There are about one hundred convents (saṅghārāmas) in this country, with five thousand and more disciples. These belong to the Little Vehicle of the school of the Sarvāstivādas (Shwo-yih-tsai-yu-po). Their doctrine (teaching of Sūtras) and their rules of discipline (principles of the Vinaya) are like those of India, and those who read them use the same (originals).

— Xuanzang, on the religion of Kucha.[17]


Sarvāstivāda was a widespread group, and there were different sub-schools or sects throughout its history, the most influential ones being the Vaibhāṣika and the Sautrāntika schools. According to Cox, Willemen and Dessein:

...we have, basically, to differentiate the original Sarvāstivādins originating from Mathura, the Kaśmīri Vaibhāṣikas, the Western Masters of Gandhara and Bactria (the Dārṣṭāntika-Sautrāntika Masters) who were also referred to as Bahirdesaka, Aparāntaka and Pāścāttya, and the Mūlasarvāstivādins. As the various groups influenced one another, even these sub-schools do very often not form homogeneous groups.[18]


The Vaibhāṣika was formed by adherents of the Mahāvibhāṣa Śāstra (MVŚ) during the council of Kashmir. Since then, it comprised the orthodox or mainstream branch of the Sarvāstivāda school based in Kāśmīra (though not exclusive to this region). The Vaibhāśika-Sarvāstivāda, which had by far the most "comprehensive edifice of doctrinal systematics" of the early Buddhist schools,[19] was widely influential in India and beyond.[20]

As noted by KL Dhammajoti, "It is important to realize that not all of them necessarily subscribed to each and every view sanctioned by the MVŚ compilers. Moreover, the evolving nature of the Vaibhāṣika views must be recognized as well."[21]

The Vaibhāśika-Sarvāstivādins are sometimes referred to in the MVŚ as "the Ābhidharmikas", "the Sarvāstivāda theoreticians" and "the masters of Kāśmīra."[22] In various texts, they also referred to their tradition as Yuktavāda (the doctrine of logic), as well as Hetuvāda (the doctrine of causes).[23]

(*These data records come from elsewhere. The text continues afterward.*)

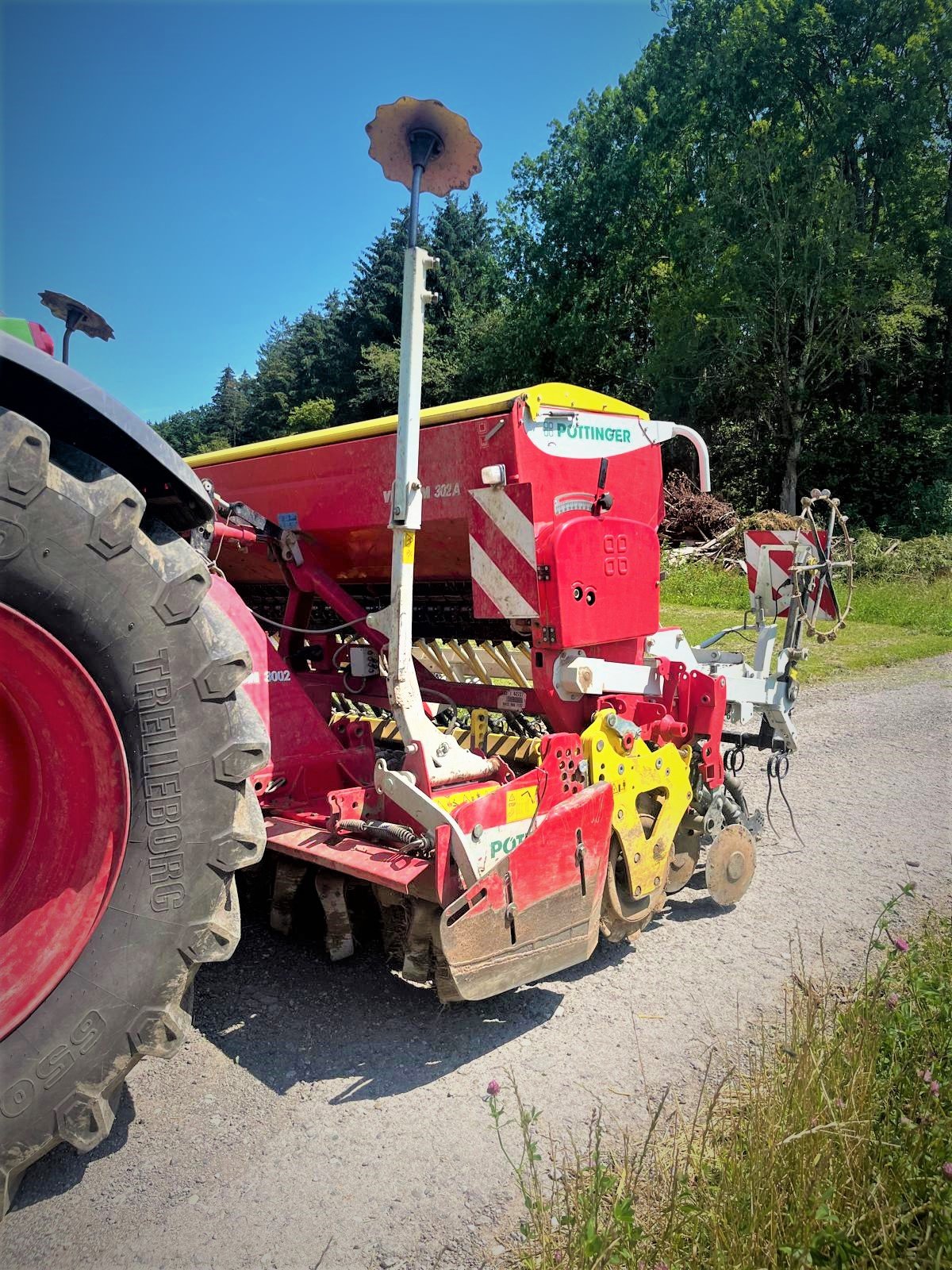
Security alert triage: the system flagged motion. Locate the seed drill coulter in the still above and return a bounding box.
[0,98,846,1202]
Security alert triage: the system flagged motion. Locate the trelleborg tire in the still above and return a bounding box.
[0,410,268,1213]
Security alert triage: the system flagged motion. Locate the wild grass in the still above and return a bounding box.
[662,561,952,682]
[489,900,952,1270]
[662,561,952,637]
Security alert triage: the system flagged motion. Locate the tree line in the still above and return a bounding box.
[159,0,952,533]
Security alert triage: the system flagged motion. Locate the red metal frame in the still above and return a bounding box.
[0,605,129,1037]
[198,402,725,904]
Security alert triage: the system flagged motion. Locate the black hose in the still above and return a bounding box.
[335,821,429,851]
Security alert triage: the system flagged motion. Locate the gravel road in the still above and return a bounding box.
[0,656,952,1270]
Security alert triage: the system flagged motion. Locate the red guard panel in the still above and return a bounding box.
[539,513,662,648]
[440,785,613,1001]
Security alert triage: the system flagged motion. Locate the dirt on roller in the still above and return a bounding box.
[0,656,952,1270]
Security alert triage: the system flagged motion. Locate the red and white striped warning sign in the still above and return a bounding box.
[744,529,834,618]
[470,485,538,618]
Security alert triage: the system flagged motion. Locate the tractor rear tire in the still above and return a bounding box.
[0,410,268,1214]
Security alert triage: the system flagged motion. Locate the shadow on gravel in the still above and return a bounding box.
[664,895,735,922]
[10,1086,136,1214]
[194,873,562,1103]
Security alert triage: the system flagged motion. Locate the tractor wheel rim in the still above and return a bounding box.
[0,605,129,1037]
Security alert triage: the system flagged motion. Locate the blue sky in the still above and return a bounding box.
[0,0,662,421]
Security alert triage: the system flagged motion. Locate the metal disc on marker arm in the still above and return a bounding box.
[367,97,482,198]
[40,291,116,339]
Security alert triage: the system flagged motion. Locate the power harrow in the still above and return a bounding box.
[0,99,849,1200]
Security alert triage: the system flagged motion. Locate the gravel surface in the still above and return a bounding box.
[0,656,952,1270]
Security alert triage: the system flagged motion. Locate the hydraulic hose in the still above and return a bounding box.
[335,821,429,851]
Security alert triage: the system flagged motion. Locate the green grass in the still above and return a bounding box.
[662,605,952,683]
[489,902,952,1270]
[662,564,952,682]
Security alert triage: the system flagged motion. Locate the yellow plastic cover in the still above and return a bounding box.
[186,383,649,468]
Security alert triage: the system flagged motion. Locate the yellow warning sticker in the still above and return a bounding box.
[505,785,538,824]
[433,785,499,811]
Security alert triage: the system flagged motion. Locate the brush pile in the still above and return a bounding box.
[662,471,738,542]
[660,472,801,572]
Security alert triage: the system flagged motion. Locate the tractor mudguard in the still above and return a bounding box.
[440,783,613,1001]
[0,332,214,529]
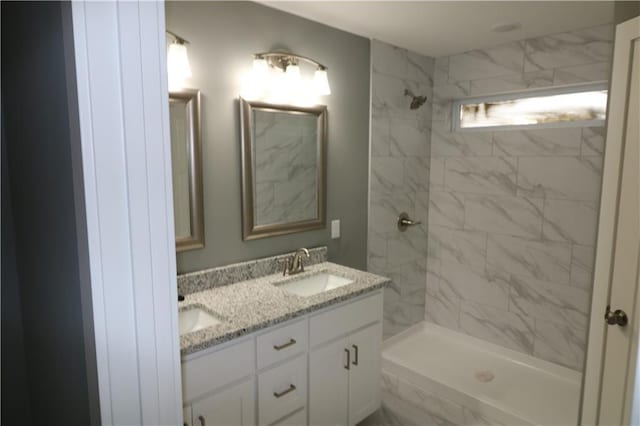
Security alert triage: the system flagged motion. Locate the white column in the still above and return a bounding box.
[72,1,182,425]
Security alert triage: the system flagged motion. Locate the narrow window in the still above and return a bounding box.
[453,85,607,130]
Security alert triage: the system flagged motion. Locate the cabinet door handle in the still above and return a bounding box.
[273,384,296,398]
[273,339,297,351]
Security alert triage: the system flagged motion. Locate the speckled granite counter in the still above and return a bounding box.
[178,262,391,355]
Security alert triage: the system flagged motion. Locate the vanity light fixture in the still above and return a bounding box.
[253,52,331,96]
[167,31,192,90]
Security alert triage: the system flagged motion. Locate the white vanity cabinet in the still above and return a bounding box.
[182,290,382,426]
[309,295,382,425]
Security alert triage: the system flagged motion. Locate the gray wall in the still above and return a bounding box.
[2,2,98,425]
[368,40,434,338]
[166,2,369,272]
[425,25,613,370]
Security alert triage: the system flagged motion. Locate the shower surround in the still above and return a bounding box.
[368,40,434,337]
[424,25,613,370]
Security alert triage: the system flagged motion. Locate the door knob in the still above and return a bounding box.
[604,305,629,327]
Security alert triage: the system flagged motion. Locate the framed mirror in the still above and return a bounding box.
[240,98,327,240]
[169,89,204,251]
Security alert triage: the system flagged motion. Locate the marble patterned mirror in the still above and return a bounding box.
[169,89,204,251]
[240,99,327,240]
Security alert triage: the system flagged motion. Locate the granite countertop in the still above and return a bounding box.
[178,262,391,356]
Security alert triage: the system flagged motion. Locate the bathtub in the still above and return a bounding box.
[382,322,581,426]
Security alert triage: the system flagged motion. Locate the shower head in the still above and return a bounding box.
[404,89,427,109]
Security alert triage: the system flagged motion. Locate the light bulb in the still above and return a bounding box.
[253,57,269,81]
[313,69,331,96]
[167,43,192,87]
[285,64,301,84]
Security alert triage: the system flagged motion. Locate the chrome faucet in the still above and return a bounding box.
[282,247,309,275]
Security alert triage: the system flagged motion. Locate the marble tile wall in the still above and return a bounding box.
[368,40,434,337]
[425,25,613,370]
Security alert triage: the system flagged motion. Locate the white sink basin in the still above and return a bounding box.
[178,307,222,336]
[278,272,353,297]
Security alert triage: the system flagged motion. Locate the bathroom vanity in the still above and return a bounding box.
[180,249,389,426]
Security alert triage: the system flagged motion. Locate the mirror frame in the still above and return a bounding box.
[240,97,327,241]
[169,89,204,252]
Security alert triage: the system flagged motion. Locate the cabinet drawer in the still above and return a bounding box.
[273,408,307,426]
[258,355,307,425]
[309,291,382,346]
[256,319,307,369]
[182,340,254,402]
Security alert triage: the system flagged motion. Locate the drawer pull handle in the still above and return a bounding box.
[273,339,297,351]
[273,385,296,398]
[351,345,358,365]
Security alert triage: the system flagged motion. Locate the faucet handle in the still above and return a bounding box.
[296,247,310,259]
[277,257,292,277]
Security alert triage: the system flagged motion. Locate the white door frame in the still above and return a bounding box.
[72,1,182,425]
[580,17,640,425]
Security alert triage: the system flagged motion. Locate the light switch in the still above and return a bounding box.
[331,219,340,240]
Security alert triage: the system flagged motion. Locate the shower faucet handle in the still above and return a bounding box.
[398,212,422,232]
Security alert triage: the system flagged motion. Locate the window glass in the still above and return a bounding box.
[454,89,607,129]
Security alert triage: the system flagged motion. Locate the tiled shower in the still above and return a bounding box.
[368,25,613,370]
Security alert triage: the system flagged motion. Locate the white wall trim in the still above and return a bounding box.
[72,1,182,425]
[579,17,640,425]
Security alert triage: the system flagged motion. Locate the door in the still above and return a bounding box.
[600,34,640,425]
[182,405,193,426]
[309,338,351,426]
[581,18,640,425]
[192,379,256,426]
[349,323,382,425]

The Vaibhāṣika school saw itself as the orthodox Sarvāstivāda tradition, and they were united in their doctrinal defense of the theory of "all exists" (sarvām asti). This is the doctrine which held that dharmas, past present and future, all exist.[3] This doctrine has been described as an eternalist theory of time.[24]

While the Vaibhāṣikas held that dharmas of the three times all exist, they held that only present dharmas have "efficacy" (karitra), thus they were able to explain how the present seems to function differently than the past or future.[25] Among the different Sarvāstivāda thinkers, there were different ideas on how this theory was to be understood.[26] These differences were accepted as long as they did not contradict the doctrine of "all exists" and can be seen in the MVŚ, which outlines the four different interpretations of this doctrine by the ‘four great Ābhidharmikas of the Sarvāstivāda’: Dharmatrāta, Buddhadeva, Vasumitra and Ghoṣaka.[27]

The doctrines of Sarvāstivāda were not confined to 'all exists', but also include the theory of momentariness (ksanika), conjoining (samprayukta) and causal simultaneity (sahabhu), conditionality (hetu and pratyaya), a unique presentation of the spiritual path (marga), and others. These doctrines are all inter-connected and it is the principle of 'all exists' that is the axial doctrine holding the larger movement together when the precise details of other doctrines are at stake.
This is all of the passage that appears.